The Waterwheel plant was the subject of two scientific papers this month. The first one, by Westermeier et al. in the Proceedings B of the Royal Society, reports on “How the carnivorous waterwheel plant (Aldrovanda vesiculosa) snaps.” The authors claim that their study of the mechanical trap of the Waterwheel plant “contributes to the question of how snap-traps may have evolved” but, since the paper is behind a paywall, we cannot analyze their arguments here. It appears from the press release, though, that there are significant differences between the two snap-trap species: differences in—

  • Habitat, one terrestrial and one aquatic
  • Size, one hand-size and the other made of trailing stems
  • Growth habit, one upright and the other trailing
  • Mechanics, one employing hydraulics and the other internal pressure in the cells
  • Speed, the Waterwheel being ten times faster

There is no evidence the two plants are related. “It is thought that the waterwheel and the flytrap may share a common ancestor,” Mary Halton says in the BBC News article. “However there is no fossil evidence for what this ancestor might have looked like.”

“This is one of the main questions in the carnivorous plant community,” says Dr Simon Poppinga, an author on the study.

Snap traps evolved only once in plants. There are two different mechanisms. Which one was first?

The second paper focuses on the design of the Waterwheel plant to come up with a biomimetics application: “Flectofold—a biomimetic compliant shading device for complex free form facades,” by Körner et al. in Smart Materials and Structures

Illustration from Curtis’s Venus flytrap, drawing from Botanical Magazine by William Curtis (1746–1799)

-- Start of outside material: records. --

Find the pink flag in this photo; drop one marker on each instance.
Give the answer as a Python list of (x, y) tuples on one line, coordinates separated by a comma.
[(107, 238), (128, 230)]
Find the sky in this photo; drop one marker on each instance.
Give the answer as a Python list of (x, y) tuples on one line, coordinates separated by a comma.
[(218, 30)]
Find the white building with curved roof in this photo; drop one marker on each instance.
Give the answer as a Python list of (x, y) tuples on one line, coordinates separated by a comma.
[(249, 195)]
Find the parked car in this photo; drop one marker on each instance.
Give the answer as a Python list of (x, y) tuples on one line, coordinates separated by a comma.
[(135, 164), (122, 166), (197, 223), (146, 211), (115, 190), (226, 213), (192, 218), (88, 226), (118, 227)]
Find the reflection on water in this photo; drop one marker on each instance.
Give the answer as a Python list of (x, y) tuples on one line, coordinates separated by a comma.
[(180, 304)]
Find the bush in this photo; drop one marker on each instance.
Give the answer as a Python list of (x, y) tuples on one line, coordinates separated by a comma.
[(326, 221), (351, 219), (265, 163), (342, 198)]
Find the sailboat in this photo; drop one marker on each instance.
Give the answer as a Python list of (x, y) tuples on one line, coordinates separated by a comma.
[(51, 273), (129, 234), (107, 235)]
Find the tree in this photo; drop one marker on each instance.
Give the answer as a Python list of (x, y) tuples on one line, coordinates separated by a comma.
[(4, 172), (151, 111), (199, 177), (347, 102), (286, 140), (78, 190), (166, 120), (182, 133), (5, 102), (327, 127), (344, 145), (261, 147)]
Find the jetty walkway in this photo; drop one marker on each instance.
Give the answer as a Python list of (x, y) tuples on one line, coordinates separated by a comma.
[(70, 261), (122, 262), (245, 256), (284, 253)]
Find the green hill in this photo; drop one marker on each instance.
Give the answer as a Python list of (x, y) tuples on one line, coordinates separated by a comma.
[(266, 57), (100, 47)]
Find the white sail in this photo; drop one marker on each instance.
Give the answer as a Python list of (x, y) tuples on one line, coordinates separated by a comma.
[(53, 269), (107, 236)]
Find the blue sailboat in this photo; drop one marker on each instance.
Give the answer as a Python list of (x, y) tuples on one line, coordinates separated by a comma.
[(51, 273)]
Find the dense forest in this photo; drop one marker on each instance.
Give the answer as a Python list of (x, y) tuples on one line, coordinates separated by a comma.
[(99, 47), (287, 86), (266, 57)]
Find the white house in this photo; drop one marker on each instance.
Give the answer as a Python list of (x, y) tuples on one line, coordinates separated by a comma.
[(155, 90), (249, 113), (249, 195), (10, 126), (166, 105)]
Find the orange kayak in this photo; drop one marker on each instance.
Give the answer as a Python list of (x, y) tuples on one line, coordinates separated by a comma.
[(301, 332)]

Smart and adaptive outer façade shading systems are of high interest in modern architecture. For long lasting and reliable systems, the abandonment of hinges which often fail due to mechanical wear during repetitive use is of particular importance. Drawing inspiration from the hinge-less motion of the underwater snap-trap of the carnivorous waterwheel plant (Aldrovanda vesiculosa), the compliant façade shading device Flectofold was developed. Based on computational simulations of the biological role-model’s elastic and reversible motion, the actuation principle of the plant can be identified. The enclosed geometric motion principle is abstracted into a simplified curved-line folding geometry with distinct flexible hinge-zones. The kinematic behaviour is translated into a quantitative kinetic model, using finite element simulation which allows the detailed analyses of the influence of geometric parameters such as curved-fold line radius and various pneumatically driven actuation principles on the motion behaviour, stress concentrations within the hinge-zones, and actuation forces. The information regarding geometric relations and material gradients gained from those computational models are then used to develop novel material combinations for glass fibre reinforced plastics which enabled the fabrication of physical prototypes of the compliant façade shading device Flectofold.

Readers may wish to score these two papers on their scientific value. The first one does produce original knowledge on the plant’s mechanics, but ends with a just-so story about evolution. The second paper yields a practical application that could improve our lives.

Darwinian storytelling is so useless. Give it up, researchers! We don’t need an “evolutionary perspective” on everything. Give us the facts, and make something useful from what you learn to help your fellow human beings.